Is it possible that any genuine people are out there looking for a companion/light hack?

I am struggling to find any sort of home for my mare.


----------



## Clava (31 January 2013)

ktj1891 said:



			Is it possible that any genuine people are out there looking for a companion/light hack?

I am struggling to find any sort of home for my mare.

Click to expand...


I know a genuine lady looking for one asshe has just lost her elderly gelding, but she wants a gelding as she worries her remaining mare wont get on with another mare.

Where are you in SW? She is in the South (central).


----------



## ktj1891 (31 January 2013)

Hi I am SW- Wiltshire


----------



## Clava (31 January 2013)

ktj1891 said:



			Hi I am SW- Wiltshire
		
Click to expand...

You could pm me her details if you like, we are in Hampshire  no harm in me asking her.


----------



## devonlass (31 January 2013)

TBH I would think it depends on what you mean by companion/light hack??

Is she more one than the other??

I'm sure many people would be interested in a safe horse they could hack at least a couple of times a week (could think of at least a couple that could pass on details to if appropriate),but if she's more of a companion that can be hacked occasionally due to soundness issues or health etc then probably not so much sadly.

Perhaps some more details on what she can do work wise and any health issues etc would help anyone looking??


----------



## Welly (31 January 2013)

Hi, yes we are looking for a very nice horse but must be sound,


----------



## ktj1891 (31 January 2013)

I am gunna get vet back out to review her properly. She fractured her knee in 2010 and since they has just lived out, shes got limited flexion in her right knee BUT she has been sound since it happened in the field and shes been ridden since but not regular and has been hacked and schooled sound as a pound in walk/trot. 

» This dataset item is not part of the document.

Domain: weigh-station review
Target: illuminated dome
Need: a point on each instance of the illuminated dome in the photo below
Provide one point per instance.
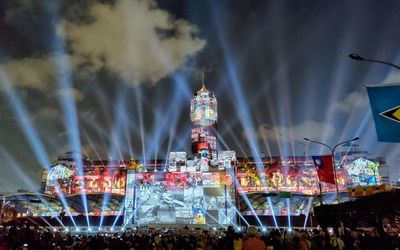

Was gunna potentially bring her into work this spring/summer and see how she held up in more regular work but I don't know if she would do 5 days week work more like 2/3 light work.

Shes only 14.2hh and due to nature of her injury would need a fairly lightweight rider.


----------



## Clava (31 January 2013)

ktj1891 said:



			I am gunna get vet back out to review her properly. She fractured her knee in 2010 and since they has just lived out, shes got limited flexion in her right knee BUT she has been sound since it happened in the field and shes been ridden since but not regular and has been hacked and schooled sound as a pound in walk/trot. 

Was gunna potentially bring her into work this spring/summer and see how she held up in more regular work but I don't know if she would do 5 days week work more like 2/3 light work.

Shes only 14.2hh and due to nature of her injury would need a fairly lightweight rider.
		
Click to expand...

My friend isn't looking to ride.


----------



## ktj1891 (31 January 2013)

Yes pass details on if you would and PM if shes interested. Thank you


----------